While the results of a 2011 study involving lung cancer screening tests using CT scans helped influence Medicare to offer annual screenings for some smokers, many physicians worry that there are also negatives to this decision. The study showed that lung cancer deaths could be lowered by 20 percent with screenings for long-term smokers between the ages of 55 and 77. Physicians do not dispute that this could benefit people, but some say there are downsides that must be considered too.
Lung cancer reportedly kills more people than colon, prostate and breast cancers combined, and these screening programs could save thousands of lives annually. The screening method used is powerful enough to detect cancer very early, but this means scans could also reveal non-life threatening and non-cancerous things that could create problems once they are detected. For example, a scan could reveal a non-cancerous growth in the lung that could lead to risky and ultimately unnecessary procedures being performed.

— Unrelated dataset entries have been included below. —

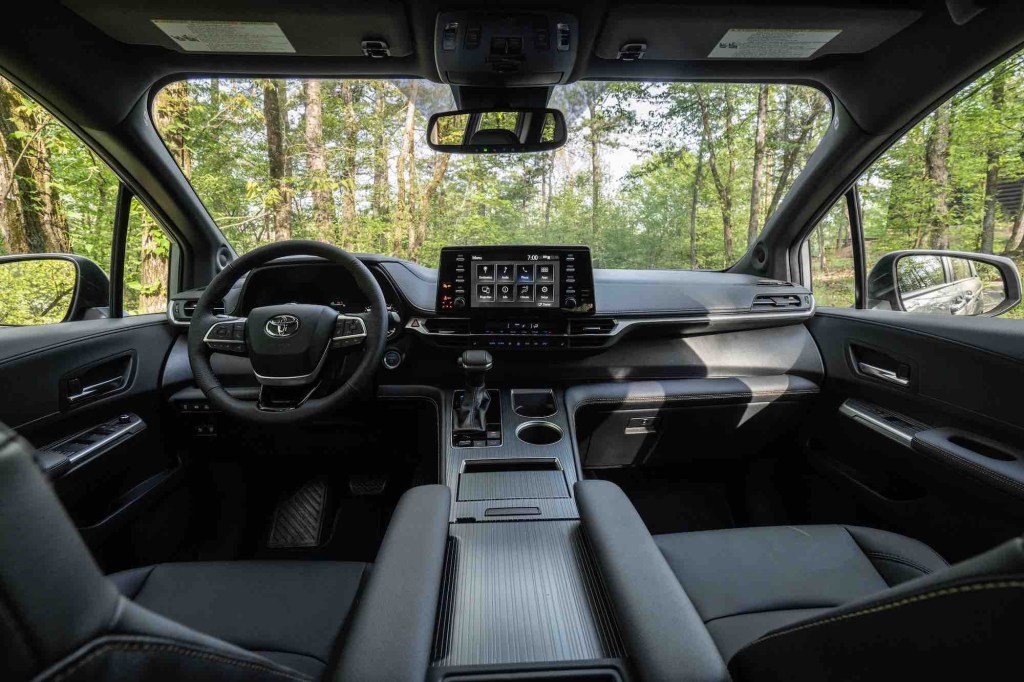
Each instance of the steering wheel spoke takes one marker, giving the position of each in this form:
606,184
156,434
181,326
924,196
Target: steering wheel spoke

Experts who reviewed the study agreed that the possible negative consequences were outweighed by the benefits, but there are some concerns that the study conditions cannot be replicated everywhere. All participants in the study received clear and detailed information about the risks beforehand, and the radiologists reading the test results were all adept at using CT scans to detect lung cancer.
CT scans come with risks because of false positives, and many other procedures needed to make a diagnosis may also have risks attached based on the procedure and one's condition. Negligence could occur if a doctor failed to exercise the accepted standard of care and ordered unnecessary procedures that resulted in an injury to a patient.